Tool 3: Reference-based annotation
Using Method 3, we are going to leverage the cell-type annotations from a reference Seurat object and generate annotation predictions for the query dataset. For reference-based annotation we must define the path to a our reference Seurat object and the column of the reference Seurat object's metadata that contains the cell type annotations. For the midbrain dataset, we are going to use a reference Seurat object from Kamath et al.. The reference Seurat object was obtain from the Broad Institute Single Cell Portal
To perform reference-based annotations, we set the following execution parameters for Step 7 (step7_par.txt
):
Annotation tool | Parameter | Value |
---|---|---|
General | par_save_RNA | Yes |
General | par_save_metadata | Yes |
General | par_seurat_object | NULL |
General | par_level_cluster | integrated_snn_res.1.5 |
Tool 3 | par_reference | /path/to/Kamath/reference/seurat/object |
Tool 3 | par_reference_name | Kamath |
Tool 3 | par_level_celltype | Cell_Type |
Tool 3 | par_FindTransferAnchors_dim | 10 |
Tool 3 | par_futureglobalsmaxSize | 60000 * 1024^2 |
We can perform reference-based annotations using the following code:
export SCRNABOX_HOME=~/scrnabox/scrnabox.slurm
export SCRNABOX_PWD=~/pipeline
bash $SCRNABOX_HOME/launch_scrnabox.sh \
-d ${SCRNABOX_PWD} \
--steps 7 \
--referenceannotation T
The above code produces the following outputs:
step7
├── figs7
│ └── reference_based_annotation
│ └── Kammath_UMAP_transferred_labels.pdf
├── info7
│ ├── reference_based_annotation
│ │ └── Kammath_prediction_summary.xlsx
│ ├── sessionInfo_annotate.txt
│ ├── seu_MetaData.txt
│ └── seu_RNA.txt
└── objs7
└── seu_step7.rds
Figure 10. Figure produced by Tool 3 (reference-based annotation) of scRNAbox's cluster annotation module (Step 7).

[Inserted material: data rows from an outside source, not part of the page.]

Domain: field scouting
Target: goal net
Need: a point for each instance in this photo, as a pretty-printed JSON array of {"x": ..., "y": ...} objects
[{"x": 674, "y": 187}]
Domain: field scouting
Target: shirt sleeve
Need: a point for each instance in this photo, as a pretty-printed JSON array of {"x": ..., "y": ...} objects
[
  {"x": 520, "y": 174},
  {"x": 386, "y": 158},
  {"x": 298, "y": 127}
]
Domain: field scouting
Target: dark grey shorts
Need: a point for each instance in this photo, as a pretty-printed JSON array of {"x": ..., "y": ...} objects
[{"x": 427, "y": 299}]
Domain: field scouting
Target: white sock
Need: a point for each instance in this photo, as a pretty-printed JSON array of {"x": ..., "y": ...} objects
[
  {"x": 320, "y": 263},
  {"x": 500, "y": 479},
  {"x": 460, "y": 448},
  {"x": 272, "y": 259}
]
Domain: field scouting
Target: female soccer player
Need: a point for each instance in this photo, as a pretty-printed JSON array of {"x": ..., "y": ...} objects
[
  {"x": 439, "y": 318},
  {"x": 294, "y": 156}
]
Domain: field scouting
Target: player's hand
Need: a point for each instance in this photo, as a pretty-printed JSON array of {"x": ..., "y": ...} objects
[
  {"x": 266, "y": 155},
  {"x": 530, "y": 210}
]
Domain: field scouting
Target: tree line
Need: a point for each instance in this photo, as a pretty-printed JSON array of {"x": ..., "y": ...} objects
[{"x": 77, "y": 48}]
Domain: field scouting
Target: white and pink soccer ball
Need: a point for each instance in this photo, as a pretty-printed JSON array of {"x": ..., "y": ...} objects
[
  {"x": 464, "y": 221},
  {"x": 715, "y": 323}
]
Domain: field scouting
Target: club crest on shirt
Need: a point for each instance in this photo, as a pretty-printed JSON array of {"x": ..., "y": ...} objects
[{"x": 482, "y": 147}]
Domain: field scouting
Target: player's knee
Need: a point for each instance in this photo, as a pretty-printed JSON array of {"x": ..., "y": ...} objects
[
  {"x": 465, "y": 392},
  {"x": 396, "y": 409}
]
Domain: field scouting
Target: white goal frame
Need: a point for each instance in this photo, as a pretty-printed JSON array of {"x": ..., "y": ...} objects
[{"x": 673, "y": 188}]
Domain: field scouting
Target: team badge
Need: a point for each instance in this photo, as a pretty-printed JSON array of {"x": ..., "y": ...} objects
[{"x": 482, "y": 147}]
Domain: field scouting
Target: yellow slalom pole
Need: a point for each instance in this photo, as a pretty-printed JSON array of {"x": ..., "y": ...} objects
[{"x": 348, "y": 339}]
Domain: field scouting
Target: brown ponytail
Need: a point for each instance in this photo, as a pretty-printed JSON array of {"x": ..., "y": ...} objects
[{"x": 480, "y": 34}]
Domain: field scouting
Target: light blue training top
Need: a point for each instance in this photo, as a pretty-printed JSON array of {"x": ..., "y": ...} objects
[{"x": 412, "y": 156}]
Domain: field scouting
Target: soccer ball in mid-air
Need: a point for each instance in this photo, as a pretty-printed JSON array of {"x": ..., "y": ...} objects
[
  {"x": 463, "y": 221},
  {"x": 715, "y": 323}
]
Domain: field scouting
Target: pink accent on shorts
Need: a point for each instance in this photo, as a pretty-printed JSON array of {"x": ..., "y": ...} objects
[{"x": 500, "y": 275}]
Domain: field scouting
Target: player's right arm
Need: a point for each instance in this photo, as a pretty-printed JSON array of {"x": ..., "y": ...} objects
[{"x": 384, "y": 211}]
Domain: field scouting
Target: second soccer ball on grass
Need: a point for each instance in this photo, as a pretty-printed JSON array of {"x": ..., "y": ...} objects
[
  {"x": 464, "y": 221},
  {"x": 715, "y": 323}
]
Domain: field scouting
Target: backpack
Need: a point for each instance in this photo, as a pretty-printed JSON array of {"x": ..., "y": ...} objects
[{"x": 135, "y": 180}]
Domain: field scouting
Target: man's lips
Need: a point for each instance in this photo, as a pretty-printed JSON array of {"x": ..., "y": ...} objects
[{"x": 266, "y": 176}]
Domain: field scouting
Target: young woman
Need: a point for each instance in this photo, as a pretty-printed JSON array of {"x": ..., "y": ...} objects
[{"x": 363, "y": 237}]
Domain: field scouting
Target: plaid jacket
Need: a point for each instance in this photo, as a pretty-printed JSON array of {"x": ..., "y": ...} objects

ScRNAbox allows users to predict cell type annotations of their query dataset based on the predictions of a reference dataset. Left: Uniform Manifold Approximation and Projections (UMAP) plot of clustered and annotated reference Seurat object; single-nucleus RNA sequencing (scRRNAseq) of midbrain tissue produced by Kamath et al., coloured by cell type. Right: UMAP of the label transfer predictions for the midbrain dataset, coloured by predicted cell type. Abbreviations: astro, astrocytes; da, dopaminergic neurons; endo, endothelial cells; nonda, non-dopaminergic neurons; mg, microglia; olig, oligodendrocytes; opc, oligodendrocyte precursor cells.
Annotate
Now that we have used the three cluster annotation tools available in the scRNAbox pipeline, we are going to manually curate the results and add cluster annotations to the midbrain dataset.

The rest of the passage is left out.